This year’s March for Life, the country’s largest annual anti-abortion rally, will surely call renewed attention to aggressive anti-abortion laws on the state level. It will be the first march since the passage of these laws last year, which had groups from social workers to Hollywood showrunners calling the laws “punitive” and “grotesque.”
Far less attention, however, is being been paid to states that have gone far in the other direction.
In direct opposition to Alabama’s and Georgia’s anti-abortion laws, Democrats in Illinois passed a bill last summer that allows for partial-birth abortion, noting that “a fertilized egg, embryo, or fetus does not have independent rights under the law, of this State.” That allows for abortion at any time during pregnancy — up to the very moment of live birth. New York’s Reproductive Health Act legalized abortion past 24 weeks if the woman’s health is at risk, but state law does not define what is meant by “health,” essentially opening the law up to a doctor’s interpretation and allowing for full-term abortion in questionable circumstances.
Most disturbing, however, was the Kansas Supreme Court decision last April that women have the right to an abortion under the state constitution, arguing that the document protects the right of women to “decide whether to continue a pregnancy.” That claim, amazingly, turns on the very fact that the Kansas Constitution opens by quoting the Declaration of Independence: “All men are possessed of equal and inalienable natural rights, among which are life, liberty, and the pursuit of happiness.”
We have now come to the point where both positions in this debate, anti-abortion and pro-abortion, claim the moral high ground of America’s first principles as the standard of their cause. How is that possible?
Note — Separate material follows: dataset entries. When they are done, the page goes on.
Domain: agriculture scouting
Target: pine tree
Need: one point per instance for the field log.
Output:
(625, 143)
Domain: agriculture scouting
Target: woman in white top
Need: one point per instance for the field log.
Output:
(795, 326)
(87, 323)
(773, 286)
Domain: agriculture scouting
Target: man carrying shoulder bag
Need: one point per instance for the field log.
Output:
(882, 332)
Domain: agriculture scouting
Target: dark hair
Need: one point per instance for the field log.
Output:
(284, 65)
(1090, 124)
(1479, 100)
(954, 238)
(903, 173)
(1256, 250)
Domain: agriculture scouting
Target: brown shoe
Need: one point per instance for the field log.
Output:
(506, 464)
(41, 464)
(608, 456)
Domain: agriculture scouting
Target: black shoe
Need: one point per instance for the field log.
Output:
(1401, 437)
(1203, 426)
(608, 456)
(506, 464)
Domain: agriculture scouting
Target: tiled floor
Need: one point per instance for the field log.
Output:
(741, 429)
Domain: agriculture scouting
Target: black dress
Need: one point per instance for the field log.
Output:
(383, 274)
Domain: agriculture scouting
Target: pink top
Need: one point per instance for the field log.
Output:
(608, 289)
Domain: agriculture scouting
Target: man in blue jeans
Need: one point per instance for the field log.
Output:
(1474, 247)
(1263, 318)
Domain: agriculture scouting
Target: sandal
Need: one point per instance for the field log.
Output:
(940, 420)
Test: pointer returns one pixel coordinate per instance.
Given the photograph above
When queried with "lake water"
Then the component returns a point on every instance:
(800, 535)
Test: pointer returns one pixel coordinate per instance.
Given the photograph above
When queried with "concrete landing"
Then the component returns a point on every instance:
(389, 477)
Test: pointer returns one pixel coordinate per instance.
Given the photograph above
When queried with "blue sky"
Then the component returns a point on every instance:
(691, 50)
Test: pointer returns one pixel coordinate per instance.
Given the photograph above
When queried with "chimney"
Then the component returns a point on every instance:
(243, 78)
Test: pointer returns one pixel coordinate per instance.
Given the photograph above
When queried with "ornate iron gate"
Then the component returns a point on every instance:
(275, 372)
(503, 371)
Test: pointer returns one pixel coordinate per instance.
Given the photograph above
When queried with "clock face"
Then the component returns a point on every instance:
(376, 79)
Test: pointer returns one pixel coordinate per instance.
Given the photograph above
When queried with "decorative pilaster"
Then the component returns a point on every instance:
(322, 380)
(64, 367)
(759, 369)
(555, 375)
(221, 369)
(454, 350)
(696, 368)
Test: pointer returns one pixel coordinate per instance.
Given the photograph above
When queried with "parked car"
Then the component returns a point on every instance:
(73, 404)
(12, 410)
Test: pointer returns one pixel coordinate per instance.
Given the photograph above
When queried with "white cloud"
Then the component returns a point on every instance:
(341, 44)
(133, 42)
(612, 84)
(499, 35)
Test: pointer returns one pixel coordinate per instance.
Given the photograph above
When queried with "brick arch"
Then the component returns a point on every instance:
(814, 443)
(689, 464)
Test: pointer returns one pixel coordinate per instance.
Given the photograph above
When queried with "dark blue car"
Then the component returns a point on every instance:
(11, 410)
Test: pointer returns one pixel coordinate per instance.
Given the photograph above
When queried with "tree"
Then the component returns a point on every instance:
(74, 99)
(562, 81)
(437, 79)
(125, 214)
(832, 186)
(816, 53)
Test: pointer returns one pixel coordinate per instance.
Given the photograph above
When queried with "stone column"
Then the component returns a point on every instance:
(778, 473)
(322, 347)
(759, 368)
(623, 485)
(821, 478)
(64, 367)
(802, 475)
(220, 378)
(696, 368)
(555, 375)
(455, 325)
The anti-abortion cause looks to the Declaration of Independence, which holds that all are equal based on “the Laws of Nature and of Nature’s God.” America’s founders believed that humans have a unique and distinguishing nature capable of deliberation, judgment, and choice. As such, individuals are morally accountable for their actions and decisions. This responsibility distinguishes man from the other animals, makes them capable of self-government, and dignifies them by their nature with equal and inalienable rights.
From the founders’ point of view, these rights are possessed inherently by each and every individual and are secured and protected equally through the constitutional rule of law. By this argument, there are not and cannot be such things as “women’s rights,” “men’s rights,” “black rights,” or “white rights.” Associating the legitimacy of rights with skin color, sex, interest group, or any other arbitrary distinction gives rise to frivolous rights claims and endless battles for political power — and denies the basis of human equality and equal rights.
The 14th Amendment, adopted in 1868, prohibits depriving “any person of life, liberty, or property, without due process of law.” In dictionaries of common and legal usage at the time of the 14th Amendment’s adoption, the terms “person” and “human being” were defined interchangeably. If an unborn baby is indeed a human being, then his or her right to life ought to be constitutionally protected. Common law precedent leading up to 1868 also indicates that the unborn were considered legal persons.
An interesting parallel can be drawn between today’s debate and those leading up to the Civil War.
The Clinton administration’s policy was to make abortion “safe, legal, and rare.” Two decades later, abortion is not “rare” but commonplace — there are now about 1 million abortions each year. And the claim that abortion is a public good has become normalized. Similarly, at the time of our country’s founding, slavery was considered overwhelmingly a “necessary evil” that was wrong but had to be tolerated at the time for the sake of establishing a nation based on the principle of freedom. But by 1837, John C. Calhoun and his pro-slavery followers argued that human slavery was actually a “positive good” to be protected and celebrated. Pro-abortion advocates are increasingly making this argument to garner public support — just as pro-slavery advocates were doing almost 200 years ago.
The Supreme Court’s Roe v. Wade decision in 1973 by no means settled the abortion debate. Instead, it built a nationwide fire and then gave it fuel. The wave of abortion and anti-abortion laws we see today raise political, legal, and moral questions about how this country necessarily decides questions about the right to life.
How the country goes down this path is a matter of prudence. Should those decisions be step by step or decided in one fell swoop? If a state’s laws get too far ahead of public opinion, they are very likely to fail. According to the Washington Post, for example, 4 out of 5 people in Alabama opposed the state’s new law. A more prudent approach would implement restrictions gradually: Heartbeat bills, for example, will likely achieve greater public support than laws banning abortion outright. And those decisions would more likely push a successful case before the Supreme Court.
The more important question, though, is the principle that will guide these decisions. “Public opinion, on any subject, always has a ‘central idea,’ from which all its minor thoughts radiate,” President Abraham Lincoln once wrote. Our central idea, at the beginning and until recently, is that all are equal and possess equal rights by nature. Getting that right and restoring that idea in the public mind will determine not only how this debate proceeds but also, in the long run, whether we shall be secure in our rights to life, liberty, and the pursuit of happiness.
Matthew Spalding is Dean of Hillsdale College’s Van Andel Graduate School of Government in Washington.